I get that they're killing it at craft fairs, but I'm the with the thread-parent...I don't see what the "disruption" is here.

*edit: Re-reading this I realize that it seems like I'm implying that Square is a bad product... which isn't what I'm saying. I think they're going to make insane amounts of money (I'd invest in them given the chance). They can be huge without being truly 'disruptive', however.


I showed the Square reader to my hippie friend who sells hand-made jewelry in an outdoor booth at a beach resort. He thought it looked pretty cool, and was seriously considering buying an iPhone and service plan just to use it. At his usual transaction size and volume, traditional credit-card payment systems weren't that great a prospect. That's what a disruptive technology does.


Setup is effectively free and incredibly easy. They're disrupting the gorillas of merchant services, by tapping into a market that your Visas, MasterCards, AMEX haven't been able to get to: local, small business owners.

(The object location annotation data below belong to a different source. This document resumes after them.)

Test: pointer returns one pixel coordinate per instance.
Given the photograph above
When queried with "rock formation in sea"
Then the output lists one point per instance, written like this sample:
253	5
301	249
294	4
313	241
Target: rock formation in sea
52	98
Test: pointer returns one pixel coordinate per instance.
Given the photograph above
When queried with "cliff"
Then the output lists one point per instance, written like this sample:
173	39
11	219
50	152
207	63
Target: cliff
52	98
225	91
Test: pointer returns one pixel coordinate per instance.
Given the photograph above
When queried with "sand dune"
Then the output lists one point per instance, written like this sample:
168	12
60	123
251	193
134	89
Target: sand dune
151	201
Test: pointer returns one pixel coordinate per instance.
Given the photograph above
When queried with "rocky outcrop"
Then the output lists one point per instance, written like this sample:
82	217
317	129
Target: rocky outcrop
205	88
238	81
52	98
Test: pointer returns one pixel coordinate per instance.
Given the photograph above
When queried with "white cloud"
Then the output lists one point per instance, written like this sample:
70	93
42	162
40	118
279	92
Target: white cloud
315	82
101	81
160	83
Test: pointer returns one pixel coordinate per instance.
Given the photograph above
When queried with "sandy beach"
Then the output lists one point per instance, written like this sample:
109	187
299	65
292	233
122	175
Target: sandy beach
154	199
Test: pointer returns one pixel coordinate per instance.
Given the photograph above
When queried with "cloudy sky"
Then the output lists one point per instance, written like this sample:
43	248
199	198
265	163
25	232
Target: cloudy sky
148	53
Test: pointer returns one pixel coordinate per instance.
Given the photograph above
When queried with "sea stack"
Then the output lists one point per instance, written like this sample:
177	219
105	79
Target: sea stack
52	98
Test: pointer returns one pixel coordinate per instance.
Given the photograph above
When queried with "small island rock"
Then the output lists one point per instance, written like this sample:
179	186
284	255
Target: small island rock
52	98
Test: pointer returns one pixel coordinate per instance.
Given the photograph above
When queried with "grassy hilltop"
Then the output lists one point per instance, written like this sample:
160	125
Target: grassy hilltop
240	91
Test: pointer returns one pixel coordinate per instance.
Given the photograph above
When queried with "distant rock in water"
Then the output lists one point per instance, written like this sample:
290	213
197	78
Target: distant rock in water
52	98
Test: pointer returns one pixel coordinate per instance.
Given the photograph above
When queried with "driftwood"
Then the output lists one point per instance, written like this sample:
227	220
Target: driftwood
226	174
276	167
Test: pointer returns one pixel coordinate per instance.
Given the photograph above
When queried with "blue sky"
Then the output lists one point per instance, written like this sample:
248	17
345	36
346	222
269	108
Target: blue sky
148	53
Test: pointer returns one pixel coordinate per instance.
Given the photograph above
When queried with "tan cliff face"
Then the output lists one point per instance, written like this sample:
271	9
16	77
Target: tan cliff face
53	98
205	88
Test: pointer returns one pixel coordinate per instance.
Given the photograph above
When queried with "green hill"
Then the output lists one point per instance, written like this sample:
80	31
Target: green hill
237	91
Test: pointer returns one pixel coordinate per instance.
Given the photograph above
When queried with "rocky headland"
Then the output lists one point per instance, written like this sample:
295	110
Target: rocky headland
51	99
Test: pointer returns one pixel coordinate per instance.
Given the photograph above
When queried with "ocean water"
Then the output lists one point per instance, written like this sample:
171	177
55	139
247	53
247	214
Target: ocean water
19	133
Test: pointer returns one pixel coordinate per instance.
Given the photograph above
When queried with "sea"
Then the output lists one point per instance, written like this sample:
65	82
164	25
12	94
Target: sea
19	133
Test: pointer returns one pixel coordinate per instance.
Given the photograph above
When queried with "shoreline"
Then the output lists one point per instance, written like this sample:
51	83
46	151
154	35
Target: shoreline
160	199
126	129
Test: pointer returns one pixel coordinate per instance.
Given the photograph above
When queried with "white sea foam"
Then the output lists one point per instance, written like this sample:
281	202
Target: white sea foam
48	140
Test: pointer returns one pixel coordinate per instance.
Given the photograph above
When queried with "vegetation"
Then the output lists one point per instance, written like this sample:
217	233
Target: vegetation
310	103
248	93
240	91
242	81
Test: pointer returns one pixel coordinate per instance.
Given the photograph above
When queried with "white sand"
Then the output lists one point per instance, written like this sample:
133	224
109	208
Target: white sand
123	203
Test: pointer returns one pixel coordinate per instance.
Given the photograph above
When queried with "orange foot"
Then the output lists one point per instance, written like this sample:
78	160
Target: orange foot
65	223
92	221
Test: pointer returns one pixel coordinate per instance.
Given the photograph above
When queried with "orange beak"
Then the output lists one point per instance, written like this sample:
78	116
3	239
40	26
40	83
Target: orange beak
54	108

It's disruptive because it changes the customer demographics for some of these businesses and the way they think about payments (customer analytics, payment options, loyalty programs).

Square is poised to gain market share very quickly AND there's a huge play to be made in emerging markets where the mainstream guys haven't found great traction and smartphone usage is growing rapidly.


Getting a pseudo-merchant account and a swiper for $0 could be fairly disruptive. It's a massive, very customer-unfriendly, very entrenched indusstry.


You gotta disrupt to get ahead. This can only be achieved after rejection therapy and pivoting.